Ultimately, it was Delage who reached the apex of the bridge first and the Frenchman also took the intermediate sprint and the day’s combativity prize, while Terpstra was left empty-handed as the break was swept up in the final kilometres of a stage won by Tyler Farrar (Garmin-Cervélo).
Delage and Terpstra went clear inside the first kilometre of the stage, in the company of José Ivan Gutierrez (Movistar), Maxime Bouet (Ag2r-La Mondiale) and Rubén Pérez (Euskaltel-Euskadi).
Terpstra felt afterwards that the reduced number of points on offer for category four climbs meant that fewer riders were willing to gamble a day off the front in an early break, and theirs was the first and only attempted escape, as had been the case on Saturday.
“Clearly nobody was interested in the sole point at stake for the best climber competition,” Terpstra said. “It was my only goal because if [Philippe] Gilbert still had another jersey, there was a good chance the winner of that point would ride in the polka dot jersey tomorrow. We quickly gained a nice lead.”
For his part, Delage simply wanted to free the clutches of the peloton and enjoy a different view of the race, even if he realised that theirs was a doomed effort. “It was good to pass the time in front,” he said. “Waiting in the peloton until the bunch sprint comes isn't that much fun either and this way the time went by quicker.”
The 25-year-old Frenchman wasn't completely happy with the cooperation in the group, however. “It's difficult as it was five against two and not everybody rode to the maximum,” Delage said. “If that had been the case we had a chance but this way it would be difficult.”
Delage specifically viewed Terpstra as one of the least cooperative riders. After the race, Terpstra didn't hide that he wasn't riding flat out.
“Why would I? The peloton was playing a cat and mouse game with us,” he said. “When approaching the Pont de Saint-Nazaire they were coming really close and the minutes from our lead were flying away. I told the others to go off the gas. That way the peloton would have to ease off in order to keep us in front.”
Eventually the five riders arrived at the impressive Saint-Nazaire bridge over the Loire river with a lead of about two minutes on the peloton. “It looked more impressive than it actually was,” Terpstra said. “The last part isn't steep so it was a sprint with headwind rather than an uphill sprint.”

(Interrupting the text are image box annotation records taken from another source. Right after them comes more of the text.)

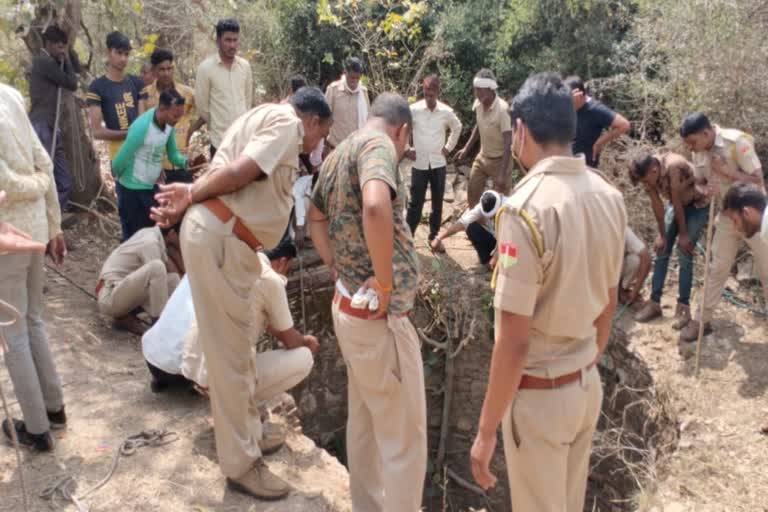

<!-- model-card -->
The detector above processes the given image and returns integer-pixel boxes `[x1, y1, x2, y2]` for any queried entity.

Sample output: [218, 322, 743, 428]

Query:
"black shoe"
[3, 420, 53, 452]
[48, 405, 67, 430]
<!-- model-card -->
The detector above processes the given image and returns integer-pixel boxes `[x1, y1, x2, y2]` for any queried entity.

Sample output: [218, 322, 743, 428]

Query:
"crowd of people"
[0, 15, 768, 511]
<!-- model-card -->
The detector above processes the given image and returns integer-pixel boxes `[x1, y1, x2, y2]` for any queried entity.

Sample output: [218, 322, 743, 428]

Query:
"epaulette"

Eventually it was Delage who attacked and won the sprint, and Terpstra wasn't surprised. “Compare his sturdy legs with my thin ones. When the breakaway took off and I looked around I thought: 'damn, there are some strong guys here,'” Terpstra said.
The Dutchman also revealed that he was suffering with stomach problems during the stage. “I wasn't feeling good,” Terpstra explained. “After 10km I realized my stomach wasn't good. Once the gap was seven minutes I really deliberated on taking a bathroom break. I didn't do it because you don't often have the chance to be in the mix for the polka dot jersey.”
In the end the point winner didn't receive the jersey because Gilbert didn't keep his green jersey, and hence moved into the polka dot one instead. Delage didn't mind too much, however, because he's good friends with the Belgian rider, with whom he moved to Lotto in 2009.
When asked if he thought his friend would be back in yellow on Tuesday, Delage had his doubts. “It will be hard for him. He might take time on Hushovd but on Cadel Evans it will be much harder,” said Delage.